Firstly I’d like to talk about the kinds of salt available. The most common salts you will find are table salt, rock salt and sea salt. There are other kinds such as black salt and Himalayan pink salt but you won’t often find these on the super market shelves so we won’t be touching on those today.
Table salt is the most common. Free flowing, and cheap it’s an obvious choice. However being heavily processed it is stripped of any other minerals like magnesium and often has an anti-clumping additive added, as opposed to sea salt which is minimally processed. Often just simply being sea water that has been evaporated off over heat or even just left out in the heat of the sun. This means that the salt is actually more than just pure sodium chloride, such as table salt, but a mixture of sodium chloride and as many as 30 other essential minerals.
These extra minerals can give sea salts a sweeter and tangy taste, as opposed to the often acrid, harsh taste of the refined and processed table salt. Flavour wise there is just no comparison between table salt and a good sea salt like Maldon or Cornish. Also I feel sea salt has a stronger, more pronounced salty taste, meaning you use less of it.
This of course though is all personal preference, as with any ingredient in cooking, you should use what you enjoy to eat, regardless of what other people say you should!
Another bonus to sea salt, particularly the Maldon and Cornish varieties, is the texture. Due to the slow evaporation of the water, sea salts are often formed of large soft crystals, which are perfect to finish food, crumbled between the fingers they are as much there for texture as seasoning.
However, even with the extra minerals sea salt is still sodium chloride, just like table salt, meaning we should all be aware of how much we consume, due to the associated health risks with all forms of salt.
Salt whether table or sea salt, isn’t just there to season, it also has the great many other uses, one of which is the effect of reducing bitterness in food. This is particularly useful in stock and sauce making, homemade stocks sometimes have a slight bitterness to them. Many peoples first choice would be to sweeten the stock with sugar. But salt is much more effective at this, it’s more a case of suppression of bitterness than increasing sweetness.

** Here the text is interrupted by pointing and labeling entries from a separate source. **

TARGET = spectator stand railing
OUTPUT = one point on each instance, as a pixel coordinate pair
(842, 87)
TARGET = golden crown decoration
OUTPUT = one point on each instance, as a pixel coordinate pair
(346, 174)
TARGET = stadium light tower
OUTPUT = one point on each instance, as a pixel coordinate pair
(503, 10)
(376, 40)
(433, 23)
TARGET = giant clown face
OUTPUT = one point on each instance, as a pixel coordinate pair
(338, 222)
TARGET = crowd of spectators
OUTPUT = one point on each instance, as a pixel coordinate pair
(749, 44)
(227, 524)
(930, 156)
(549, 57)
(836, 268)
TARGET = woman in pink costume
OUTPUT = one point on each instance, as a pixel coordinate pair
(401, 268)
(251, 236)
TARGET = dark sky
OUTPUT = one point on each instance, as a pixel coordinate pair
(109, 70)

A great way to show this is to take some dark chocolate, over 70% works best, and sprinkle with a small amount of salt before eating. You should notice a sweeter taste to the chocolate. You can also add a pinch of salt to tonic water for the same effect, the water on its own is very bitter, but as you add more salt the bitterness lessens considerably.
Salts other useful skill is the fact that it removes water from fruit and vegetables, this is called degorging. Cucumbers, tomatoes and aubergines are the most common to degorge, a few minutes sprinkled with salt pulls out lots of the water, intensifying the flavour and firming the flesh.
This technique is brilliant when making coleslaw, sprinkle the onion, cabbage and carrot with salt, leave for an hour or so, wash with fresh water and then dress with mayo as usual. This degorging stops the coleslaw turning watery after a few hours.
Degorging also works wonders with fish, lightly salting white fish such as cod and haddock pulls out the water from the fish, firming up the flesh and stopping too much water releasing when it is cooked. This is particularly useful when battering fish. Simply sprinkle with the salt, leave for twenty or so minutes and then wash off with plenty of cold water and pat dry with a paper towel and cook!
So although too much salt is no good for anyone, it does still deserve its place on everyone’s kitchen shelf, and not just for sprinkling on chips!